Rappelons que l’essence de bergamote, d’abord utilisée dans l’eau de Cologne, puis transformée au XVIIIème siècle en bonbon par le pâtissier du Duc de Lorraine Stanislas Leszczynski, alors à Nancy, provient de Sicile et de Calabre. De nos jours, le bonbon répond à un cahier des charges très strict. La confection de la bergamote de Nancy fait intervenir de l’eau, du sucre, du glucose, de la bergamote bien entendu et surtout le savoir-faire des confiseurs lorrains !   

2 réflexions au sujet de “La Bergamote à nouveau protégée”

  1. Seulement quatre producteurs lorrains peuvent confectionner la Bergamote de Nancy IGP. Il s’agit de la Confiserie Stanislas, de Lalonde, des Sœurs Macarons et de la Confiserie des Hautes Vosges de Plainfaing. A eux quatre, ils écoulent tout de même près de trois tonnes de ces doux bonbons.
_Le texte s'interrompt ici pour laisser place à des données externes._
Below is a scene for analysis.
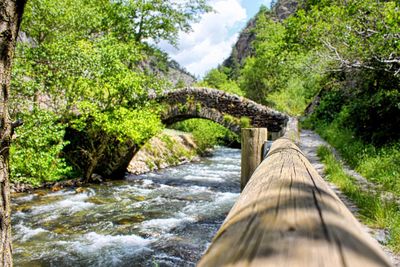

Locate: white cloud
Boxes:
[159,0,247,76]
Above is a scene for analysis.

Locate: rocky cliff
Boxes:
[222,0,298,74]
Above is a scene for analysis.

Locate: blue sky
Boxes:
[159,0,271,77]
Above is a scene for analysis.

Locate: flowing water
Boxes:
[12,147,240,267]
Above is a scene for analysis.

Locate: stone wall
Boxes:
[158,88,289,132]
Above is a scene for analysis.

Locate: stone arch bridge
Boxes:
[66,88,289,180]
[157,88,289,136]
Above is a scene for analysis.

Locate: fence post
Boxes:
[240,128,268,190]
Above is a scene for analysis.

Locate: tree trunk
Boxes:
[0,0,27,266]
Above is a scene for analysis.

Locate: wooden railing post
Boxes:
[198,120,391,267]
[240,128,268,190]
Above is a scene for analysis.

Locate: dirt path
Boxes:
[299,130,400,267]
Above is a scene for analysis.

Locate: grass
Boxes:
[317,146,400,253]
[308,122,400,196]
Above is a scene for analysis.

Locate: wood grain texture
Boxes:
[198,138,390,267]
[240,128,268,190]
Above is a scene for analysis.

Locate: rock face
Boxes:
[222,17,256,72]
[159,88,289,133]
[128,129,198,174]
[222,0,302,72]
[272,0,300,20]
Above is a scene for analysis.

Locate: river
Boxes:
[12,147,240,267]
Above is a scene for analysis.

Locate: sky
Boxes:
[159,0,271,78]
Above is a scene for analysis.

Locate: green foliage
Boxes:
[173,119,239,154]
[314,119,400,195]
[107,0,211,44]
[318,146,400,252]
[10,109,72,186]
[11,0,210,183]
[239,8,323,115]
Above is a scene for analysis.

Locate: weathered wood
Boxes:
[240,128,268,190]
[198,138,390,267]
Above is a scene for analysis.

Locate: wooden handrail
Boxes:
[198,137,391,267]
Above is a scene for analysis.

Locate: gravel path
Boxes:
[299,130,400,267]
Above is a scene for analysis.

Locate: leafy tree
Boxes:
[0,0,26,266]
[107,0,211,44]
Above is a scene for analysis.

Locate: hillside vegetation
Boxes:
[200,0,400,251]
[10,0,210,185]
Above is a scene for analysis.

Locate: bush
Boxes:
[10,109,72,186]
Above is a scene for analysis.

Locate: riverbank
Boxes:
[300,130,400,266]
[127,129,200,174]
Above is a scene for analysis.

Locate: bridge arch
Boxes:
[157,87,289,135]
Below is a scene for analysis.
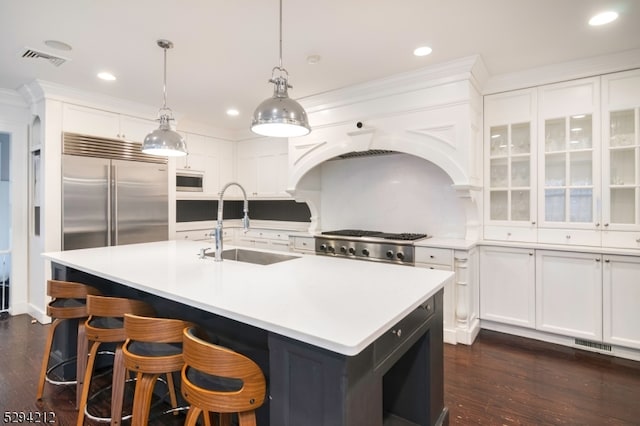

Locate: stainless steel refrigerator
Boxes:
[62,133,169,250]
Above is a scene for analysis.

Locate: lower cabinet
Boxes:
[602,255,640,349]
[480,246,640,356]
[480,247,536,328]
[536,250,602,341]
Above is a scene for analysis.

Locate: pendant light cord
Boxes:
[162,46,167,110]
[279,0,282,70]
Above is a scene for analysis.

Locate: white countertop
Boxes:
[43,241,453,356]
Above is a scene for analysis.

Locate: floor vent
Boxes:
[575,339,611,352]
[21,47,68,67]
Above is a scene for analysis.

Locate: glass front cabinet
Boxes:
[484,70,640,248]
[602,70,640,248]
[484,90,537,241]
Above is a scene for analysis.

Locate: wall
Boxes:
[320,153,466,238]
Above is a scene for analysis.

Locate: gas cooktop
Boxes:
[322,229,429,241]
[315,229,429,265]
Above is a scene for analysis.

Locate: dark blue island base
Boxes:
[52,263,449,426]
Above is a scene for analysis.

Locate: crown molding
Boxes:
[297,55,487,113]
[481,49,640,95]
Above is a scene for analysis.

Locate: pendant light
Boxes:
[251,0,311,138]
[142,40,187,157]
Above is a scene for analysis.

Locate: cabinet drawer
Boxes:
[415,247,453,268]
[538,228,600,246]
[373,297,436,366]
[484,226,537,243]
[602,231,640,249]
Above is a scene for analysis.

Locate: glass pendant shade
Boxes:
[142,40,187,157]
[251,77,311,137]
[142,114,187,157]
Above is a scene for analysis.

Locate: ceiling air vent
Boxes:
[21,47,68,67]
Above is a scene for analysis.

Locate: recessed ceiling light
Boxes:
[307,55,322,65]
[413,46,433,56]
[98,71,116,81]
[589,11,618,27]
[44,40,71,51]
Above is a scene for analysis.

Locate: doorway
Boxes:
[0,133,11,319]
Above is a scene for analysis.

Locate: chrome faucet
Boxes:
[214,182,249,262]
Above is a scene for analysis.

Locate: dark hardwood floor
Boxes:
[0,315,640,426]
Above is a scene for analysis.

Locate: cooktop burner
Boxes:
[322,229,428,241]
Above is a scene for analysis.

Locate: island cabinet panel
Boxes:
[269,290,448,426]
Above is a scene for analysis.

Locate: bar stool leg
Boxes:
[111,343,126,426]
[36,319,62,400]
[131,373,159,426]
[76,342,100,426]
[76,321,89,410]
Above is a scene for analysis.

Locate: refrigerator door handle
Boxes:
[107,165,114,247]
[110,164,118,246]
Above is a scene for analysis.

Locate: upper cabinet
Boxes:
[602,70,640,247]
[62,104,158,143]
[176,132,233,198]
[237,138,290,198]
[484,90,537,241]
[484,70,640,248]
[537,77,601,245]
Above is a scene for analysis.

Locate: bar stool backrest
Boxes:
[182,327,266,413]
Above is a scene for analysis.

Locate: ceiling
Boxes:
[0,0,640,134]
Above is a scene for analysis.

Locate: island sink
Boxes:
[205,248,299,265]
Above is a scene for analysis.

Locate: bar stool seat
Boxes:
[181,327,266,426]
[122,314,193,426]
[36,280,100,405]
[77,295,155,426]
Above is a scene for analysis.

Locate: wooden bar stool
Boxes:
[77,295,155,426]
[181,327,266,426]
[36,280,100,406]
[122,314,193,426]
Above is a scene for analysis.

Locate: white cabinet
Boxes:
[62,104,158,143]
[480,247,536,328]
[176,132,233,198]
[536,250,602,341]
[484,89,537,242]
[237,138,289,197]
[602,255,640,349]
[602,70,640,248]
[538,77,601,245]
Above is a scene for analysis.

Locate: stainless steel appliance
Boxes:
[315,229,429,266]
[176,171,204,192]
[62,133,169,250]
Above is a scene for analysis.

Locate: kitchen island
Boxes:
[44,241,453,426]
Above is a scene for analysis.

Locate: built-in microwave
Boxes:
[176,171,204,192]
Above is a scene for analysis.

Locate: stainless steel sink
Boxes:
[205,249,299,265]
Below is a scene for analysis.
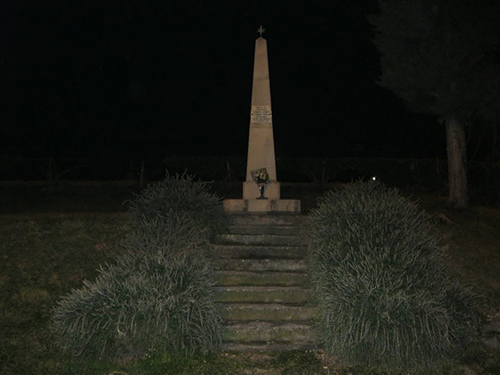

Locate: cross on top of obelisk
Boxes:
[257,25,266,36]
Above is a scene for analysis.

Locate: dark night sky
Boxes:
[1,0,444,164]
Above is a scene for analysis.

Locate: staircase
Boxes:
[214,213,316,351]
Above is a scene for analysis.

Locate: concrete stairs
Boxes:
[213,213,316,351]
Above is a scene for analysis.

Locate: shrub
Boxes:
[52,235,221,359]
[52,175,226,359]
[308,182,479,368]
[128,173,227,240]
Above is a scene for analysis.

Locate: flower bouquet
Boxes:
[250,168,271,199]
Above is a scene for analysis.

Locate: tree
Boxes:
[368,0,500,208]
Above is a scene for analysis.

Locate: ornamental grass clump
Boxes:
[52,242,221,360]
[128,173,227,240]
[308,182,479,368]
[52,175,226,360]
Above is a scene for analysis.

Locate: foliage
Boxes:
[368,0,500,119]
[128,173,227,240]
[53,241,221,358]
[52,175,225,359]
[308,182,479,368]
    Né d’une pratique artisanale, ce savoir-faire unique, auquel on identifie Nancy depuis 1857, répond à un cahier des charges très précis. L’essence naturelle doit ainsi être extraite du fruit du bergamotier cultivé exclusivement dans la région de Calabre. L’eau et l’essence mélangée à du sucre de glucose doivent par ailleurs être portées à 150°C. La caramélisation donne au bonbon cette couleur dorée qui fait penser à celle des grilles de la Place Stanislas.